Quando qualche anno fa mi è stato chiesto di collaborare con il gruppo sportivo oratoriano e allenare le bimbe di prima e seconda scuola primaria. Ho accettato pensando non sarebbe stato così complicato. Cosa sarà mai far giocare a pallavolo, insegnare rudimenti del volley a bimbette vivaci? Probabilmente lo scoglio maggiore sarebbe stato lanciare qualche urlo per zittire le più impertinenti: nulla di impossibile per una madre di gemelle.
In verità quella che ho imparato in questi anni grazie a loro e grazie a corsi ad hoc per completare la mia professionalità di volontaria allenatrice, è una vera filosofia.
Perché mai una bimba dovrebbe desiderare di entrare in una squadra piuttosto che darsi alla danza o al tennis? Perché quello che viene offerto è un percorso formativo diverso. Attenzione non dico migliore, dico diverso. Tutti gli sport sono formativi. Ognuno per un aspetto diverso.
Le piccole bambine ‘impertinenti” che mi trovo ogni inizio anno tra le mani arrivano con le loro personalità, con tanta voglia di giocare e spesso piene di ambizione , già capaci di fare una schiacciata e murare l’avversaria. Partono dal fondo, si credono già piccole campionesse che farebbero un baffo a Mila. Piano piano dopo aver saltato per fare la famosa schiacciata toccano con i piedi per terra e capiscono che prima bisogna imparare altri fondamentali, che per “schiacciare” una compagna di squadra deve aver bene alzato e prima ancora un’altra temeraria amica deve essere stata in grado di ricevere la violentissima schiacciata dell’altra seienne al di là delle rete. Insomma dopo un primo periodo di sguardi cagneschi , le bimbe imparano che intorno hanno amiche, compagne di squadra, ognuna ha un ruolo, ognuna è fondamentale.
Ogni bimba della squadra dà il suo supporto e proprio perché è una catena di ruoli, se qualcuna sbaglia, la responsabilità si condivide. Quanto è positivo per la piccola sportiva in erba, magari un pò più timida delle grintosa Mila, non sentirsi in colpa perché ha sbagliato, ma poter un po’ condividere l”errore con le piccole nuove amichette.
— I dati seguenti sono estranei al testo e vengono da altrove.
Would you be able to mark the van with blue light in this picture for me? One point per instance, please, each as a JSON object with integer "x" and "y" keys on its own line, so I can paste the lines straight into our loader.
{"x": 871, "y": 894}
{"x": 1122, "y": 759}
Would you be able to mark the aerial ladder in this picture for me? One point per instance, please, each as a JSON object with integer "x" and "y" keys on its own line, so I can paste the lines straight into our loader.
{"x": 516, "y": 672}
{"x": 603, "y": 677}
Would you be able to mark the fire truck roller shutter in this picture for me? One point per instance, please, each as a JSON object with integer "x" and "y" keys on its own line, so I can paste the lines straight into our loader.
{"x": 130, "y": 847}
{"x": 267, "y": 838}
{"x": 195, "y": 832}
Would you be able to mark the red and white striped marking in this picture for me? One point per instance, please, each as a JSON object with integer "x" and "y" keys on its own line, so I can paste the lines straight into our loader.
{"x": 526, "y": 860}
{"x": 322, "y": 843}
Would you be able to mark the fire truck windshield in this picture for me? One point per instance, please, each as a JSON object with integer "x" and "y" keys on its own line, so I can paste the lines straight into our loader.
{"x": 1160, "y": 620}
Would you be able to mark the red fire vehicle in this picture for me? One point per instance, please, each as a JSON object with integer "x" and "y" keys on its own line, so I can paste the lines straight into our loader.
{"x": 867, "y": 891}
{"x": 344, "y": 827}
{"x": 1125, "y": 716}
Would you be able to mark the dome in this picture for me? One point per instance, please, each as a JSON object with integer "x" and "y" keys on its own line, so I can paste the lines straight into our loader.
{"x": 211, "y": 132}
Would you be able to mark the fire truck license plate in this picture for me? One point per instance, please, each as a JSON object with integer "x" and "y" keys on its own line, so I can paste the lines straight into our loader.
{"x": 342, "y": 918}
Pensate a quel cinque che si scambiano i giocatori in campo, sia quando il punto è arrivato sia quando ahi loro se n’è andato! Ecco proprio quella è una delle prime lezione che impartiamo alle piccole egocentriche: “aiuta la tua compagna, dille che la prossima volta ce la farà “.
Nel gioco di squadra il primo tifo arriva dalle compagne dì squadra.
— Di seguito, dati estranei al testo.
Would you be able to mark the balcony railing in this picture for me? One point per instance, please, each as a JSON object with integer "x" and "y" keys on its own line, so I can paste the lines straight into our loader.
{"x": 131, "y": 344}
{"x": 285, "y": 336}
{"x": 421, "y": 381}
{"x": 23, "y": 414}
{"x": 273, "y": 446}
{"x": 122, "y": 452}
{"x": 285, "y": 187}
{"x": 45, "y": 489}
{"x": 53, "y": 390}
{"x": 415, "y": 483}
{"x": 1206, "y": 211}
La bimbetta che arriva e si inserisce in una squadra capisce che non c’ è solo lei, che deve rispettare dei tempi e delle regole, che qualsiasi successo avrà non sarà solo merito suo, che qualsiasi errore commetterà non sarà solo responsabilità sua, che ci saranno amiche intorno che la sosterranno…una micro comunità, dove imparare a trovare il SUO posto.
La bimba avrà l’opportunità di trasformarsi con il tempo da piccola egocentrica concentrata su di sè, a giovane atleta con una buona autostima, consapevole di essere parte fondamentale di un gruppo, capace di ascoltare e ascoltarsi. D’altro canto la sua compagna più timida invece non dovrà raggiungere degli obiettivi in completa solitudine ma grazie al contributo di altre. Quante di queste qualità le saranno utili nella vita e nel lavoro? Tante, ecco perché questa è la filosofia per cui tifare!